ああ、美しくも、雄々しい翼で空を駆け、その鋭い牙で、爪で、いとも簡単に、人を引き裂く。炎の吐息ですべてを燃やし、翼のはためきですべてを壊す。
なぜ、こんな。つい、数年前までマナの減少に悩まされ、ようやく平常値に落ち着いたばかりだというのに。
なぜ、
「陛下はなぜ、私を不老不死になどしたのか、ずっと疑問でしたが、ようやく分かりました。あれを、殺すためです」
「……そうすれば、あなたの体はマナの増加に堪えきれず、死に至ります」
「なるほど。僕もあのバケモノも、まとめて排除できるって算段ですか。あの狸じじい」
自業自得、だ。
実の息子が隠れてやらかしていることに気付かないで、英雄の後継者なんかにすべてを押し付けて。僕に、殺されて。
ああ、あなたも間違いなく、愚かだった。
「……あなたは、知っていたのですね、マギサ様。だから僕を、ここに置いていた。この国を、守るために」
「あなた以外に、あれは殺せません」
あれは、兵器だ。この敵国を滅ぼすために、僕の故郷が作った、最悪の、生物兵器だ。
赤い空に、ドラゴンが飛来する。
「初めまして、似非英雄」
『初めまして、下等生物』
そもそも、なぜマナがいきなり減少したのか。どうして、精霊である彼を殺さなければならなくなったのか。それは。
あのドラゴンを生かすためにマナを大量に消費したせいで、人類が生きるためのマナを失ったからだ。

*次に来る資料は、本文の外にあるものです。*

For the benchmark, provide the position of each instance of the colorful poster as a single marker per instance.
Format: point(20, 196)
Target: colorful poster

ドラゴンを生かし、人類も生き残るための大量のマナを求めた結果が、精霊としての機能を失うほどの大量のマナを注がれ魔王となった彼を殺すことで、彼の肉体を器として留めていたマナを自然へと還し、この世界に満たすため。
――何年越しの計画だったのでしょうね。
そんなの。僕が、生まれる前からの話じゃないか。
『ニンゲンってェヤツは、かくも愚かだ。たかダか戦争なんテもんに勝つために、長らく封印サレていた俺様の死体かラこんなバケモノを作り出シやがった。あげく、マナ不足で世界を滅亡に追いやルたァ。バカだなァ。下等にも程があル。そォだろう、ブレイド?』
ああ、まったくだよ。
――ブレイド。
「お前だけは……ッ僕が!!」
ようやく落ち着いてきた体内のマナの流れに、大きく息を吐いた。周辺のマナを探ると、この辺りだけ薄いことに気付く。なにか、マナを大量に消費する魔法が使われたのだろう。

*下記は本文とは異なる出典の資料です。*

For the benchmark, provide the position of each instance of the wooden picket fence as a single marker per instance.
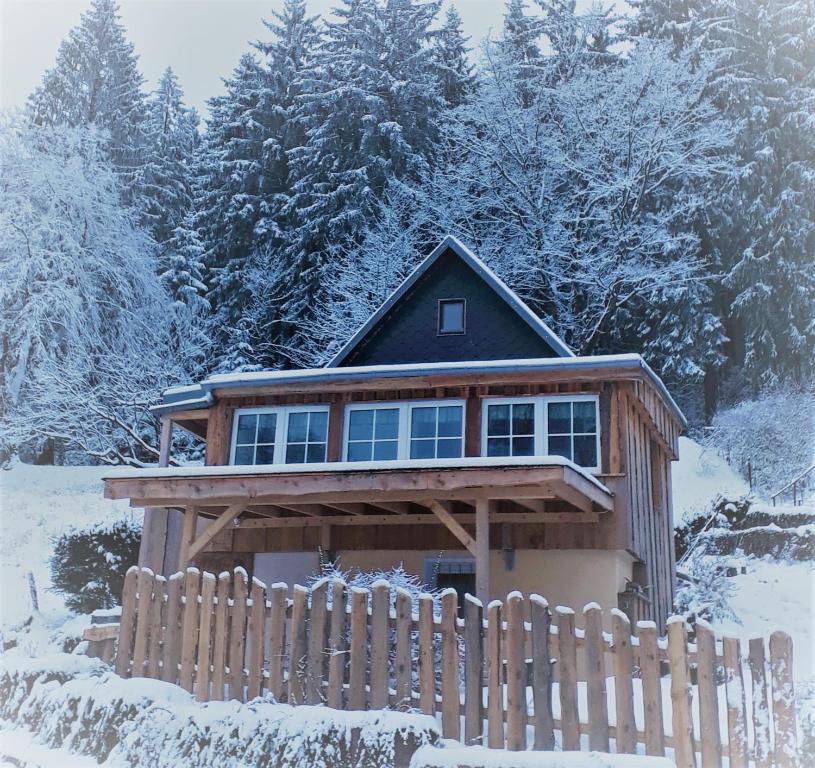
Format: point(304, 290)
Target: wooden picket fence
point(509, 676)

その結論に至ると、僕は無我夢中に使われた魔法の特定に入った。規模は。種類は。用途は。彼女はどうなった。どこに行った。
生きて、いるのか。
彼女が死んでしまったのではないか。行き着いてはいけない思考に、視界が霞む。呼吸が引きつって、嗚咽がこぼれた。
どうして、こんなことになった。どうして、あのとき。
「ごめ、なさ……っ、マギサさま、マギサさま」
あのとき。僕は。
「あああああああああ―――!!!」
あれを、殺し損ねた。
『なァ、ガドレの名を知ラないか?』
『あいつがいねェと、俺は生きていけないんだ』
『リューグナー』
『――あいしてる』
僕は。
なにも、救えなかった。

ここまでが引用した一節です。